Читать «Сквозь ад за Гитлера» онлайн - страница 179
Генрих Метельман
Я в белом маскхалате продолжал неподвижно лежать в снегу, зная, что на меня не обратят внимания в этой суматохе. Но, завидев нескольких русских, пронесшихся в паре метров от меня, я понял, что пора делать ноги, и быстро. Тут я почувствовал, как холод начинает проникать в меня. Открыть сейчас огонь означало акт самоубийства, и я ползком переместился за угол хаты в стоявший во дворе сарай. Мне повезло, что вокруг не было ни души, и я несколько секунд спустя уже несся во весь опор, полусогнувшись, неизвестно куда, пытаясь раствориться в белесом сумраке зимней ночи. Мне и правда везло — ни одного выстрела в мою сторону не прогремело. Но теперь я оказался один, я был перепуган до смерти, в каждом предмете вокруг таилась угроза, меня терзали муки совести — я-то понимал, что русские лыжники уже далеко, скорее всего, там, где я еще недавно стоял на посту.
Вскоре стрельба в селе прекратилась. Я понял, что русские свою задачу выполнили, одержав полную победу. И осознал всю серьезность положения, в котором оказался: снег едва ли не по пояс, отсутствие еды, более того, я представления не имел, куда идти. Шел снег, у меня не было с собой компаса, и я совершенно не ориентировался, где запад, а где восток. Но тут мне показалось, что я различил голоса. Голоса приближались, я, лежа в снегу, вслушивался и умирал от страха. Потом я разобрал немецкую речь, а когда неизвестные подошли ближе, я все же решился подать голос. Первой их реакцией было броситься в снег, только по прошествии какого-то времени мы все же решили поверить друг другу. Их было девять человек, кое-кто был из нашей ударной группы, один был лейтенант, другой унтер-офицер. Я не стал им рассказывать, что незадолго до атаки русских находился на посту. К счастью, они тащили за собой плоскодонку с запасами провианта, одеялами и боеприпасами. Они пережили примерно то же, что и я, только их хата стояла где-то на отшибе, что и дало им возможность ускользнуть незамеченными. Все на чем свет ругали часовых, так и не поднявших тревогу. Никто не сомневался, что все наши в селе — а их было не меньше сотни человек — до единого перебиты и что единственные, кому посчастливилось спастись, — мы.
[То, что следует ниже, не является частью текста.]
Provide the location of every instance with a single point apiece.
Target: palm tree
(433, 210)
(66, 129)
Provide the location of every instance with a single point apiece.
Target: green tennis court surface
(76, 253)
У лейтенанта был компас, кроме того, он обладал навыками ориентирования на местности. До самого утра мы шли. Шли молча, нам было не до болтовни. Потом двое сцепились друг с другом из-за чего-то. Оказалось, что сыр-бор разгорелся из-за того, было ли у нас, немцев, право первыми вторгаться в Россию и что, дескать, сейчас нам все это горько отрыгается. Один был нацистом, которого до сих пор переполняли грандиозные идеи, его собеседник, судя по всему, имел иной взгляд на вещи. Когда они дошли до того, что едва не бросились друг на друга с кулаками, вмешался лейтенант, приказав немедленно прекратить спор.
Когда на востоке появилась серая полоска, предвещавшая новый день, мы добрались до деревни, до которой, судя по всему, грохот битвы не дошел. А не дошел вот по каким причинам: наверняка еще в 1941 году война прошлась по ней огненной косой: все три десятка хат были сожжены дотла. Ни одной не уцелело, перед нами лежало необитаемое село. И все же мы решили переждать день именно здесь — здесь были хотя бы стены, правда, без потолка, уже было где укрыться от вездесущего пронизывающего степного ветра. А топлива, чтобы разжечь костер, было сколько угодно.